И придется мне лишний раз убедиться, что Грина мне не одолеть. Бьюсь об заклад, в целом свете не так-то много найдется людей, которые чувствуют разницу в оттенках между словами «мертвенно-бледный» (то есть иссиня) и «побелел как полотно». Много мне пользы от такой эрудиции! (Грин, пожалуй, тоже один из таких редких эрудитов, и ему от этого еще меньше пользы.) Мой мальчик опять стал очень бледный, синие глаза его стали глубже. Хотел бы я заглянуть в эту глубь, до самого дна, и понять, что творится у него в мыслях.
– Что ты на меня так уставился? – стесненно спрашивает он.
– Вовсе я не уставился.
– Нет, уставился.
– Извини. Я задумался. – Он явно намерен промолчать. – А если бы ты спросил, о чем я думаю, знаешь, что бы я ответил?
– Что же? – спрашивает он из вежливости.
– Я думал, когда же ты меня спросишь, почему я на тебя так уставился.
Он усмехается, даже фыркает тихонько в знак, что оценил шутку, уходит к себе и затворяет дверь.

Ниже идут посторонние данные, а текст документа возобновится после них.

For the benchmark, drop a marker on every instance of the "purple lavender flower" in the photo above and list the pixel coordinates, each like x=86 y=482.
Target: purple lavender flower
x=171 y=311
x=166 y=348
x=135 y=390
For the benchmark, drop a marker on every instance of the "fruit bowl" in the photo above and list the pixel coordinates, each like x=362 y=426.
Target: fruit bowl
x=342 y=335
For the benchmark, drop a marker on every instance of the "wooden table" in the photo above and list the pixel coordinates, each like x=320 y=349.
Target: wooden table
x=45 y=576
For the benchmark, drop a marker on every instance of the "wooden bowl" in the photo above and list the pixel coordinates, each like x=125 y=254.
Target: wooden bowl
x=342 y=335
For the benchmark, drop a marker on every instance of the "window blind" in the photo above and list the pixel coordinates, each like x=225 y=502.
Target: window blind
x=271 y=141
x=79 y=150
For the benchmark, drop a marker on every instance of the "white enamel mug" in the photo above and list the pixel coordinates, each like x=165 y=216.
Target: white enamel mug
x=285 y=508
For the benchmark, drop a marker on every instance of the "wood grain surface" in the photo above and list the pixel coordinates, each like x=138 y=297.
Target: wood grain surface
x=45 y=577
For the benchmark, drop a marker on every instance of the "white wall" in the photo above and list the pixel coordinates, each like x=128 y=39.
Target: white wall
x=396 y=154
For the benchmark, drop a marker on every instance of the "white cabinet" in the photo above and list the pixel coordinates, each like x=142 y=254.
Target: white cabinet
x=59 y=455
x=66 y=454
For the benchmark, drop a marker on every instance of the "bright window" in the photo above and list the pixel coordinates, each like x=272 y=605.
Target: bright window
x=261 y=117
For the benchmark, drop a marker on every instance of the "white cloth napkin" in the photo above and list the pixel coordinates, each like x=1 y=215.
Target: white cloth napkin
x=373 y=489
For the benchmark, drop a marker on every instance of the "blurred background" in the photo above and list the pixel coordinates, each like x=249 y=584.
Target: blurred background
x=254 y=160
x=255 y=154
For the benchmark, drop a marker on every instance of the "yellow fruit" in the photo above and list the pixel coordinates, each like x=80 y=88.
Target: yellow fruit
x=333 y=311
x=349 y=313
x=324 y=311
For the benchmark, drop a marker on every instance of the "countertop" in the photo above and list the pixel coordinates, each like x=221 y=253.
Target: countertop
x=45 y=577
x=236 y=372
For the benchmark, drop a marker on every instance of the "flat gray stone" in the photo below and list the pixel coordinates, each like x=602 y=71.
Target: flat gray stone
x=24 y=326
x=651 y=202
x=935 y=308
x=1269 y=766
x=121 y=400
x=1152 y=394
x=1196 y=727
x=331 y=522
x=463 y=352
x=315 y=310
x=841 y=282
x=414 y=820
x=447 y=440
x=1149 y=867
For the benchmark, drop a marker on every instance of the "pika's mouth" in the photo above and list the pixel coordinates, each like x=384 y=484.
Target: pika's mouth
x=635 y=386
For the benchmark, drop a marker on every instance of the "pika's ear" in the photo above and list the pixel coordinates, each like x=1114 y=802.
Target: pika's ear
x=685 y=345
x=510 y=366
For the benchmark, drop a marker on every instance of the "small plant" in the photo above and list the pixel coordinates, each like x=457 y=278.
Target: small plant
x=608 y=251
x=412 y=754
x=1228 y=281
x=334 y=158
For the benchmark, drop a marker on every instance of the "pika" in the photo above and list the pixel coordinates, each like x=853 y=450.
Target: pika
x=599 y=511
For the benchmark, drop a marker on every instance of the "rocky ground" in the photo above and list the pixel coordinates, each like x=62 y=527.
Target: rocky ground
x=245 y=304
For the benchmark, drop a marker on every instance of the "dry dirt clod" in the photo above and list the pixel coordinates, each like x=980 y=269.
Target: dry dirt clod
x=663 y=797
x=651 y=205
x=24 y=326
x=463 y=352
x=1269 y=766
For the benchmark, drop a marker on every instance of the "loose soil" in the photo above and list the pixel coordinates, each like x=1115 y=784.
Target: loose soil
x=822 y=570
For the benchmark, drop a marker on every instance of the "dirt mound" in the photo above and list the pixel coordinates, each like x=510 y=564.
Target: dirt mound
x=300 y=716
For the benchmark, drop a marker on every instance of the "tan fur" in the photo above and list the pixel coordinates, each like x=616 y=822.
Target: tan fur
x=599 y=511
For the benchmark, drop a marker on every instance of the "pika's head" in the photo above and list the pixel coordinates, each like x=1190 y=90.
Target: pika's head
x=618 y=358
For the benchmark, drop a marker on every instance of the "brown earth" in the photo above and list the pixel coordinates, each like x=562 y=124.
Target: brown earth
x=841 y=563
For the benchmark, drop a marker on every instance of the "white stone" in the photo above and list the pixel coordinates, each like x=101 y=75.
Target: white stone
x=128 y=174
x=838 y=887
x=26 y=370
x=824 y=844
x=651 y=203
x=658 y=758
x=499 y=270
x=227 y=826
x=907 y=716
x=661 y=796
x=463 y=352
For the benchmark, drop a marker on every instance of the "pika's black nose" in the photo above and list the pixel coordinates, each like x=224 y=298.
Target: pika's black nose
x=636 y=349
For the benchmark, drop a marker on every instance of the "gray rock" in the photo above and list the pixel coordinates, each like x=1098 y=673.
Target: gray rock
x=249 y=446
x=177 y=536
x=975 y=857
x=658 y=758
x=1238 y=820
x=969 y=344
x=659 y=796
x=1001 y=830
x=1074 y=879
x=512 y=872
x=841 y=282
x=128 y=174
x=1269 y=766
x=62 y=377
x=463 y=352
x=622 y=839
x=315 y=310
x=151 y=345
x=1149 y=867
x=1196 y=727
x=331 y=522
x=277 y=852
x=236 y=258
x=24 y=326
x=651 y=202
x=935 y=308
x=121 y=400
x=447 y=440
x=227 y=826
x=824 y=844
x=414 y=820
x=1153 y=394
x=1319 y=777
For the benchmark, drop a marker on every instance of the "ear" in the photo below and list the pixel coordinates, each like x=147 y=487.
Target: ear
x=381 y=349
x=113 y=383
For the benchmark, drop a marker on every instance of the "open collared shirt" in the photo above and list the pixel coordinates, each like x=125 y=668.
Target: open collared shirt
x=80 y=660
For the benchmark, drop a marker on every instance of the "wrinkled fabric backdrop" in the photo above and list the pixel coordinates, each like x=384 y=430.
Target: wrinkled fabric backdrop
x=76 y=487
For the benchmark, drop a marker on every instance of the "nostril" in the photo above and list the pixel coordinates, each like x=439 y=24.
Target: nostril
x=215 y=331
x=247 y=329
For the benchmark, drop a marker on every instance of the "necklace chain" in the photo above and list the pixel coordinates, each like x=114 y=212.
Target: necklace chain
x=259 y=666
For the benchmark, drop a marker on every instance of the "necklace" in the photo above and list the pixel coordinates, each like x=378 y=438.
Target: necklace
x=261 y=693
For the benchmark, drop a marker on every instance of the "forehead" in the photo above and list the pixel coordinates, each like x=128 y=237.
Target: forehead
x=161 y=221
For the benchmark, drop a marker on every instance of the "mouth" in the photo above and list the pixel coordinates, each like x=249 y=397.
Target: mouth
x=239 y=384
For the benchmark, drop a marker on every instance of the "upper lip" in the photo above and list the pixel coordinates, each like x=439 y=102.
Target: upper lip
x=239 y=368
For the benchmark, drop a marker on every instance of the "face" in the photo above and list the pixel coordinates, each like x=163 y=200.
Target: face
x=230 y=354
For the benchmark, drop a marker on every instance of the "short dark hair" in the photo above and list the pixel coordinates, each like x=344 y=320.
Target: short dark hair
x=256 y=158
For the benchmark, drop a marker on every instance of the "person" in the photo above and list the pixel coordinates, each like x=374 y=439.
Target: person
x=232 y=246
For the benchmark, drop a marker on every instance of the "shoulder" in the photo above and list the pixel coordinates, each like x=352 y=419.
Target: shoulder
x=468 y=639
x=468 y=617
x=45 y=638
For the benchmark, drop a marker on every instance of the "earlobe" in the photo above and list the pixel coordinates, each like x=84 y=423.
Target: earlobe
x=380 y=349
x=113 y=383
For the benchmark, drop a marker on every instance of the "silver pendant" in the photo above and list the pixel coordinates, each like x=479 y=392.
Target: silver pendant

Не хочу я, чтобы он от меня уходил. Память моя сдает, мочевой пузырь ослаб, я начинаю страдать плоскостопием, аденоиды и миндалины давно вырезаны, у меня воспаление надкостницы, а теперь еще мой мальчик хочет от меня отделаться, бросить меня и не объясняет почему. Что же у меня останется? Работа? Когда мне стукнет пятьдесят пять, только и останется надежда, что я получу место Артура Бэрона и доживу до шестидесяти пяти. А когда стукнет шестьдесят пять, только и останется ждать, что дотяну до семидесяти пяти либо помру раньше. А в семьдесят пять – ждать, что помру, не дожив до восьмидесяти пяти, или попаду в дом для престарелых, на попечение нянек и санитаров. Придется прибегать к клизмам. (Может, надо будет носить двойные непромокаемые трусы, специально предназначенные для джентльменов, страдающих недержанием?) Я стану страдать недержанием. Не желаю жить дольше восьмидесяти пяти и не желаю помереть раньше, чем мне стукнет сто восемьдесят шесть.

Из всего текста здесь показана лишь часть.